Glancing at Nos. 2 and 3—Leech's sketch in No. 3 is, by the way, a truthfully graphic reminder to the writer of the first time he [unexpecting] heard and saw a strong Cornish cock-pheasant get up close at his feet—we come to No. 4, which represents the British Lion (as taxpayer) looking askance at the Prince of Wales, aged nine, on whose behalf application had just been made for the purchase of Marlborough House as a residence for the Prince. The portly man in the picture on the wall is a former Prince of Wales, the Regent who became George IV. in 1820, and who is here seen walking by the Pavilion at Brighton, built in 1784-87 as a residence for this Prince of Wales.

3.—BY LEECH. 1850.

No. 5 is very funny, and it is one of the many Punch jokes which are periodically served up afresh in other periodicals. I have read this joke somewhere quite lately, although it came out in Punch nearly fifty years ago.

On this score, does anyone know if the following is a Punch joke? It was lately told to me as a new joke, but I was afraid to send it to Mr. Punch:—

Two London street-Arabs. One is eating an apple, the other gazes enviously, and says, "Gi'e us a bite, Bill." "Sha'n't," says the apple-eater. "Gi'e us the core, then," entreats the non-apple-eater. "There ain't goin' to be no core!" stolidly replies the other, out of his stolidly munching jaws.

4.—THE PRINCE OF WALES AT AGE NINE. BY LEECH, 1850.

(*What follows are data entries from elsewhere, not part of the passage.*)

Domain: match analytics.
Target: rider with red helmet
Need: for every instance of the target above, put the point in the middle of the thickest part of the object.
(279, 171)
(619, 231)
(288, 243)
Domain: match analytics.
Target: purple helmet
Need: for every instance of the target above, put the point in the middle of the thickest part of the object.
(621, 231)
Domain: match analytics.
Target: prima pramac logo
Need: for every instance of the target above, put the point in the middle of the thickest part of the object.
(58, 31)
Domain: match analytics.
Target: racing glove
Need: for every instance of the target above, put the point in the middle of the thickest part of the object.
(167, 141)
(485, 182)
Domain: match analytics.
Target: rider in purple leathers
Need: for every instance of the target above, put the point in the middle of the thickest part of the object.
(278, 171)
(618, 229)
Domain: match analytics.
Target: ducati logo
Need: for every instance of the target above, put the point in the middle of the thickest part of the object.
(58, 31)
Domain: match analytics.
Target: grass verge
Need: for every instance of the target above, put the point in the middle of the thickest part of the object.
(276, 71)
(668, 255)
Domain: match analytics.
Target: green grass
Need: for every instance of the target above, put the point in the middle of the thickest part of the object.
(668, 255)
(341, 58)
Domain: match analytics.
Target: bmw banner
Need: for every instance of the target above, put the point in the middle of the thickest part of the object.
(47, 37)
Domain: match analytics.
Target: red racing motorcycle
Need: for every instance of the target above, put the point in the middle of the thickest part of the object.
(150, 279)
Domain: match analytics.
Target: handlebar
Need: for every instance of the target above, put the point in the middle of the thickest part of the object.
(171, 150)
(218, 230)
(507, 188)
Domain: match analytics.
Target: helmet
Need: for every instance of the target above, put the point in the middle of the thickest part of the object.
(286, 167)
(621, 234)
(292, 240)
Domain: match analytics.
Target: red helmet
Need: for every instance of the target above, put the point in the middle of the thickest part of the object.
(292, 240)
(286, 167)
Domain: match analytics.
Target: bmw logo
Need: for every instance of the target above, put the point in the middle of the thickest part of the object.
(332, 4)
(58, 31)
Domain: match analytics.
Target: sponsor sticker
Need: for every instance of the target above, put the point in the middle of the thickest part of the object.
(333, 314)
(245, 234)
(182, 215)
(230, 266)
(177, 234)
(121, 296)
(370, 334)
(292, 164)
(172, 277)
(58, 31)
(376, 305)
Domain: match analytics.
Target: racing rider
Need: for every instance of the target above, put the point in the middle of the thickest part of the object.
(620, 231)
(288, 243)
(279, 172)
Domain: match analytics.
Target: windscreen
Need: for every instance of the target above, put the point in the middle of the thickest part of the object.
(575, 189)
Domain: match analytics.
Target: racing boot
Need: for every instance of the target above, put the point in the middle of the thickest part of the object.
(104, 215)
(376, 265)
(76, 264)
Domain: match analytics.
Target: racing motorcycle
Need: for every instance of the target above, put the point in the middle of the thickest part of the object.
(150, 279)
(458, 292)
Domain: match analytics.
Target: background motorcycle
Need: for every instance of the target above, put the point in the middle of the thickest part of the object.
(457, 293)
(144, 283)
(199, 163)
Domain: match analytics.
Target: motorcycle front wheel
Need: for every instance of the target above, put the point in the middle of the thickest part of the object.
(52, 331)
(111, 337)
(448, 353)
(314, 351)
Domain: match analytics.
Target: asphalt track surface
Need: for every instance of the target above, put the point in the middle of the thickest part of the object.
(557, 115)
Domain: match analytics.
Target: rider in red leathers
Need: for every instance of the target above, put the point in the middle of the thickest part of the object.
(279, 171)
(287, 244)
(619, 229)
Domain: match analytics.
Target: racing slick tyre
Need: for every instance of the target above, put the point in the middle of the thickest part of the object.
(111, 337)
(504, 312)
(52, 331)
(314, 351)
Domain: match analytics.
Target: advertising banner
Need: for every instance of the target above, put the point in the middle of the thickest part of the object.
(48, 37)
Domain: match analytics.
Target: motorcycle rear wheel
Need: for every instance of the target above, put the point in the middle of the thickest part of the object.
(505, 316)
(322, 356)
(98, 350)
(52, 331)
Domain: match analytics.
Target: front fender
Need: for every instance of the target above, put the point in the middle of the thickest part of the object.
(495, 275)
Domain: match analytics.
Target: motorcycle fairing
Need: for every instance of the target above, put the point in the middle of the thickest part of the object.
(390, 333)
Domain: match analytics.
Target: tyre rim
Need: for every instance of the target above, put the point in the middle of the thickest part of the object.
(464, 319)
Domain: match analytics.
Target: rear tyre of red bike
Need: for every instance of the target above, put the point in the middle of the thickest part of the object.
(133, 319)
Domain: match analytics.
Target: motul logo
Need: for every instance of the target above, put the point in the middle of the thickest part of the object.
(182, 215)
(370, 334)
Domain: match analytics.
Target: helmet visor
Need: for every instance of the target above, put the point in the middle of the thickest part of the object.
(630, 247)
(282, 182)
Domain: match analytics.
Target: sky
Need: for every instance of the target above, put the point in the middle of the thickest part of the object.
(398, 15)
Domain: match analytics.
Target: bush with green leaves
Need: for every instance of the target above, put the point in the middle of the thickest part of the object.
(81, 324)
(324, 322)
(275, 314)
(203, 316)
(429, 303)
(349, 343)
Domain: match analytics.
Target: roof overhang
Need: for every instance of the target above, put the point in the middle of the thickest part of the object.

The very clever drawing No. 6 is by Richard Doyle; it was published in 1850, and at the close of that year Doyle left Punch owing to Punch's vigorous attack on "Popery"—the Popery scare got hold of the public mind in 1849, and for some while Punch published scathing cartoons against Roman Catholicism. Doyle being of that faith resigned his position and a good income through purely conscientious motives. Although Doyle left in 1850 his work was seen in Punch as lately as 1864, for when he resigned some of his work was then unpublished. This funny illustration of "A meeting to discuss the principles of Protection and Free Trade" was an outcome of the intensely bitter feeling between the partisans of both sides which marked the carrying-on by Lord John Russell of the system established by Sir Robert Peel in 1846 for throwing open our market-doors to free trade with foreign nations.